Wise consumers looking for help with the purchase of a new or used car should ignore the largely shallow media coverage of the Consumer Reports Annual Auto Issue and concentrate instead on the in-depth material available in the magazine/website itself.

This is true even though there are a couple of serious problems with the way CR reports its safety ratings, which we'll come back to in due course.

While they make for punchy short items on TV, stories about which region currently builds the vehicles with the best quality ratings or what the magazine's test staff likes or hates about various vehicles aren't really that important to consumers.

Notwithstanding that, we'll be reporting on those various issues throughout the week on this site, so tune in every day for some new information from the CR auto annual.

What really counts is the enormous data base that the Consumers Union of Yonkers, New York, has put together of subscriber histories with their vehicles. That is the most valuable resource that exists for a North America buyer who is worried about getting a general picture of a specific car or truck's reliability history.

More than 800,000 vehicle owners take part in the Consumer Reports (CR) survey every year, so there's nothing to rival it on this continent in terms of word-of-mouth information.

Spending $5.99 for a copy of the annual report is a good start on that, but taking out a subscription and gaining access to the CR website is even better, if only for the access it provides to owners' in-depth comments. Direct and unfiltered information from owners can provide an extra degree of enlightenment about what it's like to own and operate a specific car, and that can make the buying decision much easier.

The testing done by CR staffers is also of value, but like all such reports they depend largely upon the subjective responses of a few people.
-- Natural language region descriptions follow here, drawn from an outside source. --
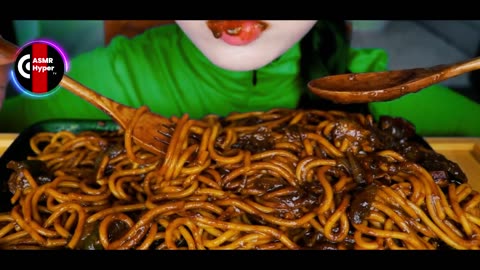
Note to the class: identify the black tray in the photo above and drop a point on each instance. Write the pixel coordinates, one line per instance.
(20, 147)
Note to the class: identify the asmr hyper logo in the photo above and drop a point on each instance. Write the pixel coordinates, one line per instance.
(39, 68)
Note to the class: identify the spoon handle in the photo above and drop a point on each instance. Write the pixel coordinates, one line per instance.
(120, 113)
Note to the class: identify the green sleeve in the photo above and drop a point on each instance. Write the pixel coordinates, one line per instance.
(163, 70)
(435, 111)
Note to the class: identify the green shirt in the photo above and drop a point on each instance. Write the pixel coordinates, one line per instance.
(169, 75)
(163, 70)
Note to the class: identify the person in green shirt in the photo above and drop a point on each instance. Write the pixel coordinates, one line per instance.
(219, 67)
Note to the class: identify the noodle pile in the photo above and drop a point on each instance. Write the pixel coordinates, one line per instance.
(282, 179)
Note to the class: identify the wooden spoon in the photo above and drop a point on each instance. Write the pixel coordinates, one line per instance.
(387, 85)
(152, 132)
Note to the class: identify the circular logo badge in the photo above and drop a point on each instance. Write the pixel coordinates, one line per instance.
(39, 68)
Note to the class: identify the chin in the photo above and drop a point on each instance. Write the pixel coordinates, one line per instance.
(279, 36)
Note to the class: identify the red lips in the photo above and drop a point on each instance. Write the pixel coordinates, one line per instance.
(240, 32)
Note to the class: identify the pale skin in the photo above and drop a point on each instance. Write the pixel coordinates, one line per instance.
(277, 38)
(4, 69)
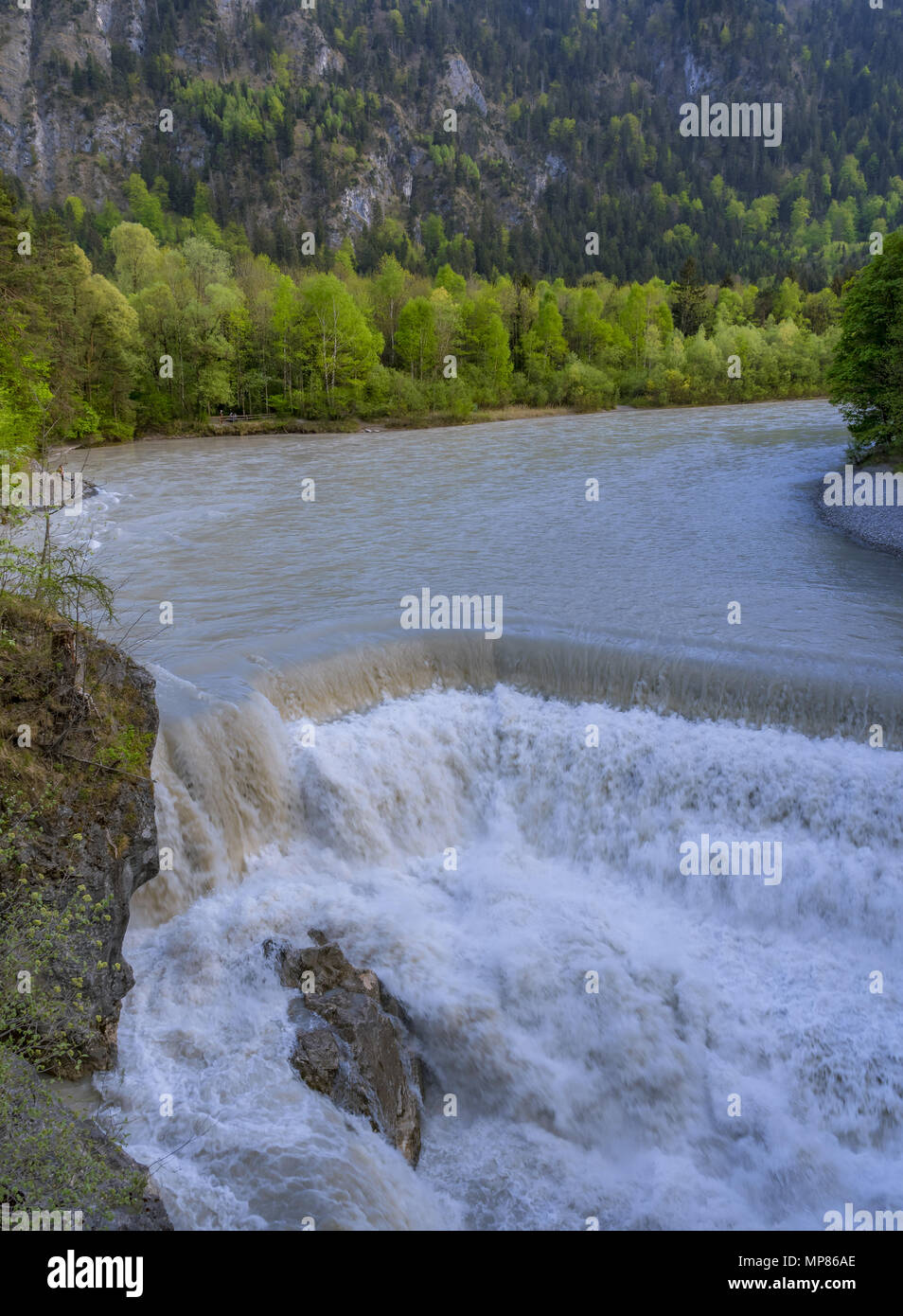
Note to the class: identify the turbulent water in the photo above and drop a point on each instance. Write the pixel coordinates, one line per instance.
(496, 827)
As a result, the results tend to reflect what's important to them and maybe not you.

CR does test a vehicle over a long time, which does allow them to offer mature evaluations after putting lots of time in behind the wheel. They also have a strictly regimented testing process which they put every vehicle through, and that at least helps to deliver an apple to apply appraisal.

The downside to this is that CR folks generally only test a single unit of a certain model. As a result, if they get one of the, say, three or four units out of a hundred that don't reflect the preponderant truth -- for good or ill -- of that brand, then their findings won't represent the likely reality of that vehicle.

So while it may be worthwhile to add CR's opinion about a vehicle to a bunch of others, it's maybe not so smart to use their findings as the definitive word.

Lots of people do this, apparently, and car companies have admitted to designing specific models to suit the tastes of the CR testers and, through them, the buying public. This usually involves the type of buyer who is not particularly auto-oriented and sees a vehicle as an appliance, so CR's benediction is important to the folks who buy Toyota Camry and vehicles like that.

Whether or not you pay attention to what the CR testers say about a certain vehicle's ride and handling and comfort and so on is pretty harmless, but you need to be very careful if you're looking for safety information.

The big problem is CR's use of the crash statistics from the U.S. government's National Highway Traffic Safety Administration (NHTSA). These are the famous ratings that go up to five stars and which have been distorted in the public's understanding to the point where they're dangerous.